Angela Harmon, who runs the YouTube feed DebtKickin Mom, felt surprised when she discovered groceries narrowly trailed her family's mortgage as their second biggest expense.

"I knew that with careful planning, discipline, and effort, we could cut the cost of food dramatically," she says. Making more frugal food purchases helped her family pay off $77,000 in three years on mostly one income.

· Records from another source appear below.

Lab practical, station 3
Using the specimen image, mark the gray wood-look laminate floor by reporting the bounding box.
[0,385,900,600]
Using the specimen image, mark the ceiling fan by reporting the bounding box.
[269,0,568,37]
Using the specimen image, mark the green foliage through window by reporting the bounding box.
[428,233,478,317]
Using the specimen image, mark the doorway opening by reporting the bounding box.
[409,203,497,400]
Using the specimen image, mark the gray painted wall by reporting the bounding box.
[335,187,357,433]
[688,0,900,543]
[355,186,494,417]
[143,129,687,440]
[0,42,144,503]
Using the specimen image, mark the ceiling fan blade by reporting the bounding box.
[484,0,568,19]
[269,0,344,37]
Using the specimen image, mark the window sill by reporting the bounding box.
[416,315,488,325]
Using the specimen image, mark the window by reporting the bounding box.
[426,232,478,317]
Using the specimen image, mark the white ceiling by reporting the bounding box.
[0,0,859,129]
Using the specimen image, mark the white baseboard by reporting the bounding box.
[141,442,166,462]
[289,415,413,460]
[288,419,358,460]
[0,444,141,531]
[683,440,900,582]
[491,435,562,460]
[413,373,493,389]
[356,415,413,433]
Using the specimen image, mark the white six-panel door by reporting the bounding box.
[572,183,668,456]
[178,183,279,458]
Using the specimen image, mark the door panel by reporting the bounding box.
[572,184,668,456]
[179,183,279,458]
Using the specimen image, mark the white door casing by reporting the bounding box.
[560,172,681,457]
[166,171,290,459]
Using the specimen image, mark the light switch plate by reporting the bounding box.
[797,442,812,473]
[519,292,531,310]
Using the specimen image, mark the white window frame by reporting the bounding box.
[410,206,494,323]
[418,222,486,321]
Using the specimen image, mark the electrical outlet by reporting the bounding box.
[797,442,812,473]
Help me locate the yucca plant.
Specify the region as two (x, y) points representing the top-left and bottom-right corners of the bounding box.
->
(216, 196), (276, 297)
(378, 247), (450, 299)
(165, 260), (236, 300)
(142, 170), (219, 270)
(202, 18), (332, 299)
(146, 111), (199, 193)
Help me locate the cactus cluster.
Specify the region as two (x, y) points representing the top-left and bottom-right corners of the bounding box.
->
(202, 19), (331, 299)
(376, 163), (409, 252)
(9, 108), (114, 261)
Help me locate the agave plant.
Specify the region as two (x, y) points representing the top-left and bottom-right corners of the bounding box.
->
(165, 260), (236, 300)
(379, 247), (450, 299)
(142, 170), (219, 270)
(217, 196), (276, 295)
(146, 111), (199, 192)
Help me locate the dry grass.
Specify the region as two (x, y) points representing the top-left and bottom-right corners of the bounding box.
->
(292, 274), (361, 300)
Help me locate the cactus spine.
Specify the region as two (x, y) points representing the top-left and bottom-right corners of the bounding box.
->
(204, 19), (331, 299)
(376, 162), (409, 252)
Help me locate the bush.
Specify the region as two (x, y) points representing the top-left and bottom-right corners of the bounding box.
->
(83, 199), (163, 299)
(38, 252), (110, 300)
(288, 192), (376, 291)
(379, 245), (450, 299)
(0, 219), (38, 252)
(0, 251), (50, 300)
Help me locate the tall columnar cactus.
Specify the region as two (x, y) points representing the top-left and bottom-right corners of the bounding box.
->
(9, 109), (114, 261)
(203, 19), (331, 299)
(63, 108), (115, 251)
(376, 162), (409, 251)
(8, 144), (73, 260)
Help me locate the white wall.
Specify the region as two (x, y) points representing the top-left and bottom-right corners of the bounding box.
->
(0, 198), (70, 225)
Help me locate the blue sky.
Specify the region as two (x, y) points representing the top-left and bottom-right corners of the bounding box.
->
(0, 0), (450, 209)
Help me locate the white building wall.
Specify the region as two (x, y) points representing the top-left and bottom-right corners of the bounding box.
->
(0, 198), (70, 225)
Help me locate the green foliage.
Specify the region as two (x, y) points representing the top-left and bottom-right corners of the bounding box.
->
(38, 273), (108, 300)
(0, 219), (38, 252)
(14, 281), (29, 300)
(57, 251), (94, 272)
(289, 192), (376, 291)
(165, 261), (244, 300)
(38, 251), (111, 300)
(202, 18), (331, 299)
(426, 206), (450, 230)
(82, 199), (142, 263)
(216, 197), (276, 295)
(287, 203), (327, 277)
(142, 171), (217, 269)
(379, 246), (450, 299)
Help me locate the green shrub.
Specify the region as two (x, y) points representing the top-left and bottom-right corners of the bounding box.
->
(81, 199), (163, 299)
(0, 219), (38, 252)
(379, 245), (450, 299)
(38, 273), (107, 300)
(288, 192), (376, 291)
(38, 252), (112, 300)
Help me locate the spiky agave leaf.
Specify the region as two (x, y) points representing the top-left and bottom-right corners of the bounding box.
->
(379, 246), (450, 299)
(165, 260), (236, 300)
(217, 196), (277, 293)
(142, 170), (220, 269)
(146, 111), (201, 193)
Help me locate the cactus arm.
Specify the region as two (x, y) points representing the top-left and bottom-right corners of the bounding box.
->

Harmon stayed within a $500 monthly budget for her family of six with a "zero-waste food plan," where she took inventory of what was in her refrigerator or pantry and planned meals around those ingredients. She estimates that prepping her own produce, packaging her own snacks, and going with store-brand options saved her between 30% and 50% on many essentials — and she never had to clip a coupon.

Angela Harmon.
Courtesy Angela Harmon

2. Make it harder to spend

Justine Nelson, founder of YouTube channel Debt Free Millennials, estimates that only taking cash to restaurants, and tracking her expenses after every outing on a spreadsheet taped to her refrigerator, saved her $3,000. (Useful, as she was paying off $35,000 in two and a half years on a $37,000 annual income.) "It helped me see that I only had a finite amount to spend, so I could say 'no' to places that didn't interest me and say 'yes' to restaurants that I loved," she says.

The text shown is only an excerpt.